Journey Outside
- Author: Mary Q. Steele
- Illustrator: Rocco Negri
- Language: English
- Genre: Children's literature
- Publisher: Viking Press / Puffin
- Publication date: 1969
- Publication place: United States
- Media type: Hardback (Viking) / Paperback (Puffin)
- Pages: 143

= Journey Outside =

1969 children's book

Journey Outside is a 1969 children's novel written by Mary Q. Steele and illustrated by Rocco Negri. The story follows a young boy, Dilar, who grows tired of living upground and decides to escape to the surface, and explores themes of denial and acceptance. The book was a Newbery Honor book in 1969.

==Plot==
Dilar lives underground with a group called the Raft People, who have lived underground for generations, traveling along subterranean rivers, seeking a rumoured place of day and green. Tired of his grandfather's assurances that they are traveling to somewhere better, Dilar leaves the group and makes his way to the surface.

Dilar sets out to find the truth about the history of his people, but the surface dwellers he encounters prove useless. Dilar meets a young girl and her doctor mother, but they have no thoughts of the past or future, living only in the present. Another group, the Desert People, is apathetic and has no motivation.

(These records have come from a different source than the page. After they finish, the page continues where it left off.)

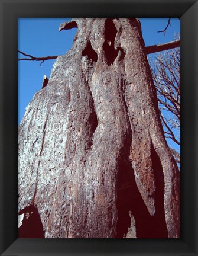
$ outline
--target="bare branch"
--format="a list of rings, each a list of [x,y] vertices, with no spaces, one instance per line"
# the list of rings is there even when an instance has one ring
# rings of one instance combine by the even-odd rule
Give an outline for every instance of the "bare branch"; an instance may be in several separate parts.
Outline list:
[[[18,59],[18,60],[31,60],[31,61],[41,61],[41,63],[40,65],[43,63],[46,60],[50,60],[50,59],[56,59],[58,57],[58,56],[49,56],[47,57],[34,57],[32,55],[28,55],[27,53],[24,53],[23,52],[18,50],[18,52],[22,54],[25,56],[30,57],[30,58],[22,58]]]
[[[164,36],[165,36],[165,32],[166,32],[166,31],[167,31],[167,29],[168,28],[168,27],[169,25],[171,26],[171,24],[170,24],[170,20],[171,20],[171,18],[168,18],[167,25],[167,26],[165,27],[165,28],[164,28],[164,30],[160,31],[157,31],[158,33],[161,33],[161,32],[162,32],[162,33],[164,33]]]
[[[150,63],[165,137],[180,145],[177,134],[180,127],[180,49],[158,53],[155,59]]]
[[[173,41],[169,43],[166,43],[161,44],[155,44],[151,46],[146,46],[144,47],[146,54],[154,53],[158,52],[169,50],[173,48],[176,48],[180,46],[180,40]]]

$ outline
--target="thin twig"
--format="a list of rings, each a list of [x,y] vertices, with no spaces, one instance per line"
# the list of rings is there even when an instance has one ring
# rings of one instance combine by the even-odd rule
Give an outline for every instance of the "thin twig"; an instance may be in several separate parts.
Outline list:
[[[31,61],[41,61],[41,64],[43,63],[46,60],[50,60],[50,59],[56,59],[58,57],[57,56],[50,56],[47,57],[34,57],[32,55],[28,55],[27,53],[24,53],[23,52],[18,50],[18,52],[22,54],[25,56],[30,57],[30,58],[22,58],[22,59],[18,59],[18,60],[31,60]]]
[[[169,25],[171,26],[171,24],[170,24],[170,22],[171,18],[168,18],[167,25],[167,26],[165,27],[165,28],[164,28],[164,30],[160,31],[157,31],[157,33],[161,33],[161,32],[162,32],[162,33],[164,33],[164,36],[165,36],[165,32],[166,32],[166,31],[167,31],[167,29],[168,28],[168,27]]]

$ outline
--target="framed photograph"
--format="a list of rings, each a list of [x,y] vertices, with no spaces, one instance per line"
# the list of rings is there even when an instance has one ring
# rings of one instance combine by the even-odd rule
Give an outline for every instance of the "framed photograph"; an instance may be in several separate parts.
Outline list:
[[[16,0],[1,1],[1,255],[197,255],[197,2]],[[66,19],[72,17],[77,18]],[[125,18],[131,17],[167,17],[167,26],[158,31],[164,37],[171,19],[181,22],[181,40],[171,43],[178,47],[181,41],[180,173],[177,154],[167,149],[163,132],[156,128],[161,124],[155,112],[157,95],[145,61],[146,55],[160,47],[166,50],[170,44],[145,46],[142,20]],[[19,21],[49,17],[63,19],[59,31],[78,28],[75,54],[69,51],[70,57],[60,69],[62,77],[57,73],[66,61],[64,56],[35,57],[19,49]],[[39,29],[42,36],[48,36],[48,27]],[[31,39],[27,33],[28,36],[27,44]],[[131,40],[136,51],[129,47]],[[39,48],[39,40],[36,43]],[[22,121],[18,136],[17,50],[22,59],[30,58],[41,65],[52,57],[57,59],[50,77],[44,75],[41,88],[26,109],[27,121]],[[152,72],[154,76],[154,69]],[[139,81],[145,82],[144,90]],[[160,82],[156,79],[156,82]],[[111,91],[109,85],[115,85]],[[31,124],[36,116],[34,129]],[[46,117],[43,122],[42,116]],[[60,117],[67,119],[66,124],[60,119],[46,124]],[[164,123],[163,119],[168,120],[163,114],[160,117]],[[167,134],[173,135],[173,127],[165,126]],[[71,132],[64,134],[66,130]],[[104,130],[108,131],[106,138]],[[27,131],[27,139],[21,140]],[[34,143],[30,143],[30,137]],[[174,135],[172,139],[180,143]],[[57,143],[63,151],[53,149]],[[30,161],[31,154],[34,160]],[[56,201],[54,194],[59,198]],[[61,217],[63,212],[67,216]],[[65,228],[60,228],[63,222]]]

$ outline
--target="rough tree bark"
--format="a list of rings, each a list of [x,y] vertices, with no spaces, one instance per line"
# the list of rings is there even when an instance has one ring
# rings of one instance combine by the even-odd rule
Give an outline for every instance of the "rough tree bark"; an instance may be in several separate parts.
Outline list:
[[[73,24],[18,129],[18,213],[37,211],[45,238],[180,237],[180,173],[139,21]]]

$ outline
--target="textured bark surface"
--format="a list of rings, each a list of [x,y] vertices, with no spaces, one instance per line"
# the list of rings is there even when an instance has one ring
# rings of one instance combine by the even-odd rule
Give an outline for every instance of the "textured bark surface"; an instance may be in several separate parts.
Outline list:
[[[36,209],[46,238],[178,238],[180,173],[139,22],[73,21],[19,127],[18,213]]]

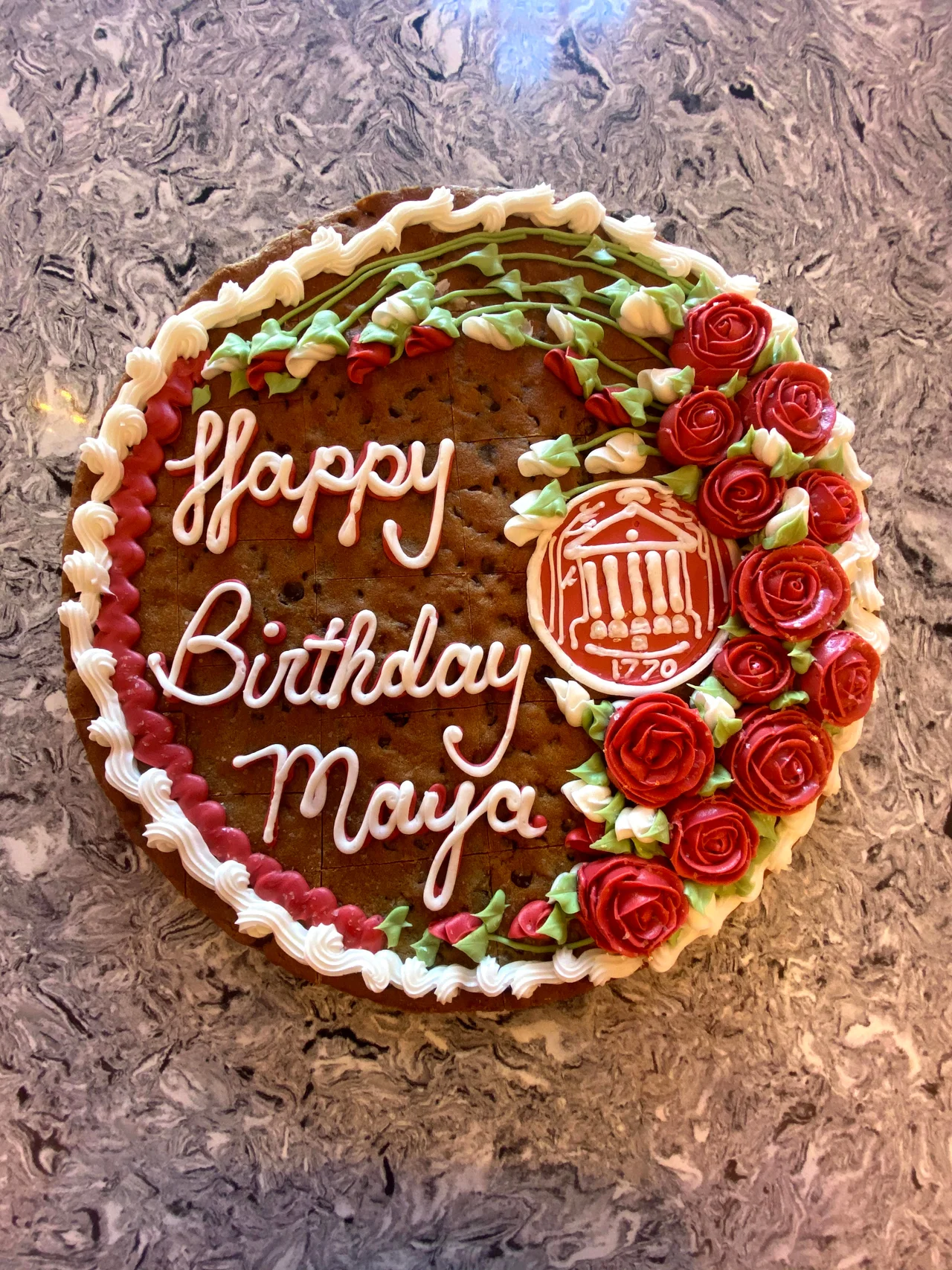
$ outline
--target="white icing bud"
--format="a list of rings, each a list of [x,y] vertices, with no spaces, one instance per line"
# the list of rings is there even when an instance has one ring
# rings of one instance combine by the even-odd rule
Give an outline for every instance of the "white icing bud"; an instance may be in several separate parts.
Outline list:
[[[633,432],[622,432],[611,437],[604,446],[593,450],[585,460],[585,469],[593,475],[599,472],[622,472],[631,476],[645,466],[645,455]]]
[[[522,329],[527,335],[531,335],[532,323],[528,319],[523,319]],[[475,339],[477,344],[491,344],[493,348],[498,348],[503,353],[510,353],[517,347],[499,326],[495,326],[491,321],[486,321],[485,318],[463,318],[462,331],[463,335]]]
[[[546,679],[546,683],[555,693],[556,705],[565,715],[565,721],[572,728],[581,728],[585,707],[595,704],[585,688],[575,679],[552,678]]]
[[[678,370],[677,366],[638,371],[638,387],[647,389],[655,401],[660,401],[661,405],[670,405],[671,401],[679,401],[684,396],[684,392],[675,384],[683,376],[684,371]]]
[[[652,842],[650,838],[651,826],[658,819],[658,810],[652,806],[626,806],[614,822],[616,838],[637,838],[638,842]]]
[[[618,325],[628,335],[673,335],[674,326],[661,305],[644,287],[632,291],[618,314]]]
[[[562,785],[562,794],[588,820],[599,819],[599,813],[614,798],[608,785],[589,785],[586,781],[566,781]]]
[[[736,718],[730,701],[725,701],[724,697],[712,697],[710,692],[702,692],[701,688],[694,688],[691,693],[691,704],[711,732],[715,730],[718,723],[730,723],[731,719]]]

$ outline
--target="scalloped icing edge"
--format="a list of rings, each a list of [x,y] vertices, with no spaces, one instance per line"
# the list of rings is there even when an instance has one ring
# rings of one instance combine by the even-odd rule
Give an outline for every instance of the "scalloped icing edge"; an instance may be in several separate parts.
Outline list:
[[[631,216],[619,221],[607,216],[598,198],[585,192],[556,202],[552,188],[546,184],[486,194],[461,208],[453,207],[452,189],[440,187],[425,199],[397,203],[347,243],[336,230],[322,225],[314,232],[310,246],[273,262],[246,288],[236,282],[222,283],[217,300],[199,301],[168,318],[151,348],[137,347],[126,356],[128,378],[107,410],[99,434],[85,441],[80,448],[81,461],[99,480],[89,502],[80,504],[74,513],[74,531],[83,550],[71,552],[63,560],[63,572],[77,597],[63,601],[58,610],[60,620],[69,630],[72,663],[99,707],[99,718],[90,725],[89,734],[109,751],[105,779],[151,817],[145,828],[149,845],[159,851],[176,851],[188,875],[231,906],[240,931],[254,937],[272,936],[282,951],[302,965],[331,978],[358,973],[372,992],[396,987],[411,998],[433,993],[442,1003],[452,1001],[461,989],[487,997],[512,991],[513,996],[522,998],[532,996],[541,984],[578,983],[588,978],[600,986],[609,979],[627,978],[646,960],[655,970],[670,969],[693,940],[716,935],[737,904],[758,899],[767,872],[790,866],[793,846],[810,829],[819,799],[795,815],[782,818],[777,845],[759,866],[749,895],[716,899],[706,913],[692,909],[691,919],[682,927],[674,946],[665,944],[647,959],[617,956],[600,949],[585,949],[579,954],[557,949],[551,961],[515,960],[500,965],[495,958],[487,956],[475,969],[458,965],[428,968],[416,956],[401,960],[388,949],[381,952],[345,949],[333,926],[305,927],[279,904],[260,899],[251,889],[248,869],[242,864],[235,860],[221,862],[212,855],[199,831],[171,798],[168,775],[161,768],[140,771],[132,754],[133,738],[112,685],[116,662],[105,649],[94,646],[94,626],[102,596],[108,589],[112,564],[105,541],[116,526],[116,512],[108,499],[122,484],[126,456],[146,436],[143,406],[164,386],[178,358],[193,358],[204,352],[208,331],[215,328],[236,325],[277,302],[288,307],[301,304],[307,278],[319,273],[347,277],[364,260],[397,249],[404,229],[410,225],[429,225],[440,232],[461,232],[481,225],[486,232],[498,232],[510,216],[524,216],[546,227],[566,225],[576,234],[594,234],[602,229],[616,243],[658,260],[673,277],[687,277],[692,269],[703,271],[720,287],[730,287],[749,300],[757,296],[754,278],[731,277],[701,251],[658,241],[649,217]],[[782,318],[790,323],[786,314]],[[862,488],[868,483],[864,478]],[[867,552],[869,560],[877,551],[876,547]],[[885,622],[856,598],[850,607],[858,610],[856,625],[864,638],[872,636],[871,643],[885,653],[889,644]],[[833,794],[839,789],[840,754],[857,744],[861,732],[862,720],[834,739],[835,761],[824,792]]]

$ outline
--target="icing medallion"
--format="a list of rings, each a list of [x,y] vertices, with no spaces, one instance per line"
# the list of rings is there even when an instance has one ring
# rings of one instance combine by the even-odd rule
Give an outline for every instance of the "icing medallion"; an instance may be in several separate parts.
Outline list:
[[[636,697],[697,676],[727,639],[736,544],[659,481],[607,481],[567,504],[528,568],[532,627],[580,683]]]

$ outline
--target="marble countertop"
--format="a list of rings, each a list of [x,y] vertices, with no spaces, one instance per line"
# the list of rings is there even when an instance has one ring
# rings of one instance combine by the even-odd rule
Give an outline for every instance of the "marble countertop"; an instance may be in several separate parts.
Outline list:
[[[949,9],[52,0],[0,75],[6,1266],[952,1264]],[[943,71],[943,67],[946,70]],[[764,282],[875,475],[894,648],[765,903],[559,1008],[308,988],[126,839],[58,555],[124,351],[374,188],[538,179]]]

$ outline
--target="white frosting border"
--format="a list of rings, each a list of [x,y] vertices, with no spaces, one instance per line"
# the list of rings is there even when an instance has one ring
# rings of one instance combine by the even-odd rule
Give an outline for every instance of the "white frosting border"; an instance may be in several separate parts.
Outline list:
[[[410,225],[429,225],[442,232],[459,232],[479,225],[487,232],[498,232],[510,216],[528,217],[538,226],[567,226],[576,234],[594,234],[602,229],[611,239],[632,251],[658,260],[673,277],[687,277],[692,269],[703,269],[717,286],[730,287],[750,300],[757,296],[758,284],[754,278],[732,278],[716,260],[699,251],[659,243],[654,222],[649,217],[631,216],[619,221],[605,215],[594,194],[584,192],[556,202],[551,187],[545,184],[533,189],[486,194],[462,208],[453,207],[451,189],[434,189],[425,199],[399,203],[347,243],[336,230],[322,225],[314,232],[308,246],[300,248],[284,260],[269,264],[249,287],[242,288],[236,282],[222,283],[217,300],[202,300],[184,312],[174,314],[162,323],[151,348],[138,347],[127,353],[128,378],[119,389],[116,403],[107,410],[99,434],[85,441],[80,450],[81,460],[99,480],[89,502],[77,507],[74,513],[72,527],[83,550],[66,556],[63,572],[76,591],[76,598],[65,601],[58,610],[60,620],[70,634],[72,663],[99,707],[99,718],[91,723],[89,734],[109,751],[105,779],[113,789],[146,809],[150,817],[145,828],[149,845],[159,851],[178,851],[188,875],[215,890],[235,909],[235,925],[240,931],[253,937],[273,936],[288,956],[319,974],[335,977],[357,973],[372,992],[383,992],[392,986],[413,998],[432,992],[440,1002],[452,1001],[461,989],[487,997],[501,996],[509,989],[515,997],[529,997],[537,987],[546,983],[578,983],[588,978],[598,986],[609,979],[626,978],[645,963],[640,958],[616,956],[600,949],[572,952],[562,947],[551,961],[519,960],[500,965],[495,958],[487,956],[473,969],[458,965],[428,969],[419,958],[401,960],[391,950],[369,952],[364,949],[345,949],[340,933],[333,926],[302,926],[287,909],[272,900],[260,899],[254,893],[248,869],[242,864],[216,860],[199,831],[171,798],[171,781],[161,768],[140,771],[132,754],[133,738],[112,685],[116,660],[105,649],[94,646],[94,625],[102,596],[109,585],[112,561],[105,541],[112,536],[117,522],[108,500],[122,484],[126,456],[146,436],[143,408],[162,387],[178,358],[192,358],[202,353],[208,347],[208,331],[215,328],[246,321],[277,302],[288,307],[301,304],[307,278],[319,273],[347,277],[378,253],[396,250],[402,231]],[[783,318],[790,321],[786,314]],[[848,447],[848,442],[845,444]],[[858,474],[857,479],[853,479],[854,472]],[[869,479],[854,462],[847,475],[858,489],[869,484]],[[862,568],[863,563],[871,568],[878,554],[868,528],[863,526],[863,530],[862,541],[854,541],[853,545],[853,569]],[[886,626],[859,597],[854,597],[847,621],[880,653],[885,652],[889,643]],[[839,789],[839,756],[858,742],[861,732],[862,720],[836,737],[836,762],[825,792],[833,794]],[[777,845],[759,866],[751,894],[743,899],[716,899],[706,913],[697,913],[692,908],[691,921],[683,927],[675,946],[664,945],[658,949],[647,959],[649,964],[655,970],[670,969],[689,942],[701,935],[715,935],[739,903],[753,903],[760,893],[764,874],[788,867],[792,848],[812,824],[816,805],[811,803],[795,815],[783,818]]]

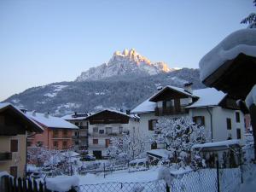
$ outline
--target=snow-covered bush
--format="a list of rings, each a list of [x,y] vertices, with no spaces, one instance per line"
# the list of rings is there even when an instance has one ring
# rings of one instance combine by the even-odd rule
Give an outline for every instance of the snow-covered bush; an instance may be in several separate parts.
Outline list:
[[[178,119],[161,118],[156,125],[157,134],[152,142],[165,143],[171,151],[170,160],[179,166],[198,163],[199,158],[191,160],[190,149],[194,144],[207,141],[204,126],[195,124],[189,117]],[[194,158],[194,157],[193,157]]]
[[[111,159],[127,163],[136,158],[143,157],[145,152],[145,141],[138,136],[124,135],[122,137],[111,138],[108,151]]]

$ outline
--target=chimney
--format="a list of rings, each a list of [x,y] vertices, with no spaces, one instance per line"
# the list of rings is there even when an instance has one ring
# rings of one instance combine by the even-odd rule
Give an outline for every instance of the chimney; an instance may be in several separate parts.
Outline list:
[[[44,117],[45,117],[45,118],[49,118],[49,112],[45,113],[44,113]]]
[[[26,108],[20,108],[20,111],[23,112],[23,113],[26,113],[27,112],[27,110]]]
[[[156,87],[156,89],[157,89],[157,90],[160,90],[163,89],[163,87],[161,85],[159,85],[159,86]]]
[[[184,84],[184,90],[188,93],[190,93],[192,94],[193,91],[192,91],[192,84],[193,83],[186,83]]]

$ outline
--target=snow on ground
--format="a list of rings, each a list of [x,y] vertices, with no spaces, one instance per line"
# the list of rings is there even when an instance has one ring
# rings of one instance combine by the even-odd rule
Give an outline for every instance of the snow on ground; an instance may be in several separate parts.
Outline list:
[[[239,192],[253,192],[256,190],[256,165],[253,165],[244,177],[244,183],[241,184]]]
[[[122,183],[131,183],[131,182],[148,182],[155,181],[158,178],[159,167],[152,167],[148,171],[141,171],[136,172],[128,172],[125,171],[117,171],[108,175],[106,175],[104,178],[104,174],[86,174],[85,176],[79,175],[80,185],[83,184],[96,184],[103,183],[109,182],[122,182]]]
[[[48,189],[66,192],[71,189],[72,186],[78,186],[79,179],[77,176],[59,176],[55,177],[47,177],[45,182]]]

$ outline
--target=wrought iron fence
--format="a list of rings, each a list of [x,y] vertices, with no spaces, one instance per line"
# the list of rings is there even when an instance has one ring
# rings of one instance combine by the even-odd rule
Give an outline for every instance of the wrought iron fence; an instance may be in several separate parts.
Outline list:
[[[173,176],[172,192],[216,192],[217,170],[200,169]]]
[[[164,180],[143,183],[105,183],[80,185],[74,189],[79,192],[160,192],[168,191]]]

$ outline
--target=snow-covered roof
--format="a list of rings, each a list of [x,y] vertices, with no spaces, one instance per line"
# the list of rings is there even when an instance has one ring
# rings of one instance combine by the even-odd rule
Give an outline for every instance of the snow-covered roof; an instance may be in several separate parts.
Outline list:
[[[193,95],[191,93],[189,93],[188,91],[185,91],[183,88],[176,87],[176,86],[172,86],[172,85],[166,85],[162,90],[160,90],[160,91],[155,93],[154,96],[152,96],[149,98],[149,101],[154,100],[155,97],[157,97],[159,95],[160,95],[162,92],[166,91],[166,90],[168,90],[168,89],[176,90],[177,92],[179,92],[179,93],[183,94],[183,95],[188,96],[193,96]]]
[[[172,152],[166,149],[152,149],[148,151],[147,154],[160,159],[168,159]]]
[[[73,124],[71,124],[61,118],[53,117],[48,113],[26,112],[26,115],[49,128],[79,129],[79,127]]]
[[[231,139],[222,142],[206,143],[203,144],[193,145],[193,148],[210,148],[216,147],[230,147],[232,145],[241,145],[241,141],[238,139]]]
[[[99,111],[99,112],[96,112],[93,114],[91,114],[90,116],[87,117],[87,118],[90,118],[91,116],[94,116],[97,113],[102,113],[102,112],[105,112],[105,111],[108,111],[108,112],[113,112],[113,113],[119,113],[119,114],[123,114],[123,115],[125,115],[129,118],[139,118],[137,115],[135,115],[135,114],[126,114],[126,113],[125,112],[120,112],[120,111],[118,111],[118,110],[113,110],[113,109],[104,109],[104,110],[102,110],[102,111]]]
[[[11,105],[9,102],[2,102],[0,103],[0,109],[6,108],[7,106]]]
[[[92,113],[72,113],[61,117],[61,119],[64,120],[83,120],[91,114]]]
[[[193,95],[198,96],[199,99],[192,105],[188,106],[188,108],[218,106],[226,96],[224,92],[214,88],[195,90]]]
[[[150,113],[154,110],[156,103],[149,102],[149,99],[147,99],[145,102],[142,102],[137,106],[134,109],[131,111],[133,113]]]
[[[175,90],[182,90],[182,88],[177,89],[174,86],[169,86],[172,89]],[[185,92],[186,94],[189,94]],[[219,102],[224,98],[226,96],[224,92],[218,91],[214,88],[205,88],[200,90],[194,90],[193,95],[189,94],[191,96],[198,97],[199,99],[194,102],[192,105],[188,106],[188,108],[203,108],[209,106],[218,106]],[[153,96],[154,96],[155,94]],[[134,109],[131,110],[133,113],[144,113],[154,112],[156,107],[156,102],[149,102],[150,98],[147,99],[145,102],[142,102],[138,106],[137,106]]]
[[[252,104],[256,105],[256,84],[253,87],[246,98],[247,107],[249,108]]]
[[[238,30],[220,42],[199,62],[200,78],[203,81],[220,66],[243,53],[256,57],[256,29]]]

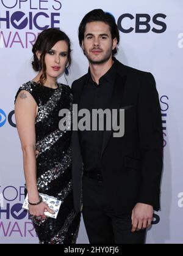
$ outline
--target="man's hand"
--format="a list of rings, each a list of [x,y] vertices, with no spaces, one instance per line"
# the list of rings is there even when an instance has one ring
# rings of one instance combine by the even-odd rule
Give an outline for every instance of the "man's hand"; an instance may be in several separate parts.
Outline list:
[[[149,227],[153,215],[153,207],[145,203],[138,203],[132,213],[132,232]]]

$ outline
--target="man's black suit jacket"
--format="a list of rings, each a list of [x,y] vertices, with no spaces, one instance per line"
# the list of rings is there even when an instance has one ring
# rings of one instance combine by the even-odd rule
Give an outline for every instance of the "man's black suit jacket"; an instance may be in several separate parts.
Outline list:
[[[110,109],[124,109],[124,135],[104,131],[101,161],[106,196],[117,214],[131,212],[138,202],[160,208],[163,160],[161,112],[156,83],[150,73],[117,62]],[[72,85],[79,104],[87,75]],[[83,166],[78,131],[73,131],[73,180],[76,212],[81,209]]]

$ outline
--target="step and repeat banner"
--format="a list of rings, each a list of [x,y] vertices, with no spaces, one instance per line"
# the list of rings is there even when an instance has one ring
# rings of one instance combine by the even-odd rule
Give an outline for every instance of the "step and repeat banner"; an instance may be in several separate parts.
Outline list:
[[[88,69],[78,26],[85,14],[96,8],[116,19],[120,31],[117,58],[151,72],[159,94],[164,136],[161,210],[154,213],[146,243],[183,243],[182,0],[0,0],[0,243],[38,242],[21,209],[24,178],[13,110],[18,88],[35,76],[32,44],[48,28],[59,28],[68,35],[73,62],[69,75],[60,81],[71,85]],[[82,221],[77,243],[88,243]]]

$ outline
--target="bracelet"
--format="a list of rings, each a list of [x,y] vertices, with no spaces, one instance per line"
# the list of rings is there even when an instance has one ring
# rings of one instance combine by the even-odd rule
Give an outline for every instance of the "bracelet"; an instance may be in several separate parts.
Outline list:
[[[37,203],[30,203],[30,201],[28,200],[29,204],[30,205],[38,205],[39,203],[41,203],[41,201],[43,201],[43,198],[40,195],[39,196],[39,198],[40,198],[40,201],[38,201]]]

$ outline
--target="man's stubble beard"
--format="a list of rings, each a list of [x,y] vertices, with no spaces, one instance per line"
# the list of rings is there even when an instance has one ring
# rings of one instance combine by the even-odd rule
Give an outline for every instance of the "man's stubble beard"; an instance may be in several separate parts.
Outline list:
[[[93,61],[92,60],[88,55],[86,53],[84,50],[83,50],[84,54],[85,55],[87,58],[88,59],[90,63],[94,65],[101,65],[102,64],[104,64],[110,58],[112,53],[112,49],[109,50],[106,53],[106,55],[104,56],[104,58],[99,60],[99,61]]]

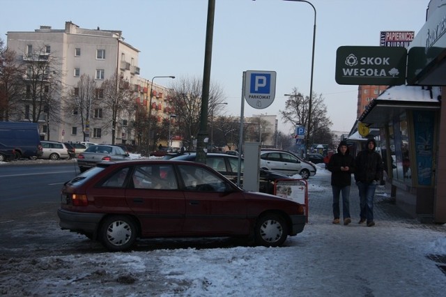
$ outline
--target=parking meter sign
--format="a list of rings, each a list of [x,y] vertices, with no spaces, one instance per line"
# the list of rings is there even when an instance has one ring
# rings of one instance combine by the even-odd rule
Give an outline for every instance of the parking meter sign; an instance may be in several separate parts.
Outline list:
[[[252,107],[261,109],[270,106],[276,94],[275,71],[246,71],[245,100]]]

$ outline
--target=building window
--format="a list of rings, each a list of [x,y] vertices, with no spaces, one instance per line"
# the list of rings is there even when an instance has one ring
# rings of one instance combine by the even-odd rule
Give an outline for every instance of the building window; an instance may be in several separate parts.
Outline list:
[[[96,89],[96,98],[104,98],[104,89]]]
[[[96,79],[104,79],[105,70],[104,69],[96,69]]]
[[[26,99],[31,99],[31,86],[29,84],[26,85],[26,93],[25,94]]]
[[[105,60],[105,50],[96,50],[96,59],[98,60]]]
[[[100,128],[95,128],[93,129],[93,137],[100,138],[101,137],[101,129]]]
[[[29,105],[25,105],[25,119],[29,119]]]
[[[102,108],[96,108],[94,110],[93,117],[95,119],[102,119]]]

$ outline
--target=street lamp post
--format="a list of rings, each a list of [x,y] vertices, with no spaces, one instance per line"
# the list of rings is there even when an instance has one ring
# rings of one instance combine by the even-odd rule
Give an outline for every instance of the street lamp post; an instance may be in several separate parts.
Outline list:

Dilar eventually meets a hermit named Vigan, who promises to reveal the history of the Raft People if Dilar can steal an eagle's egg. Successful, Vigar reveals that the Raft People originally lived along the coast but retreated underground after an extreme winter, intending to return to the surface. Dilar takes a map from Vigar and returns underground, intent on leading his people to the surface.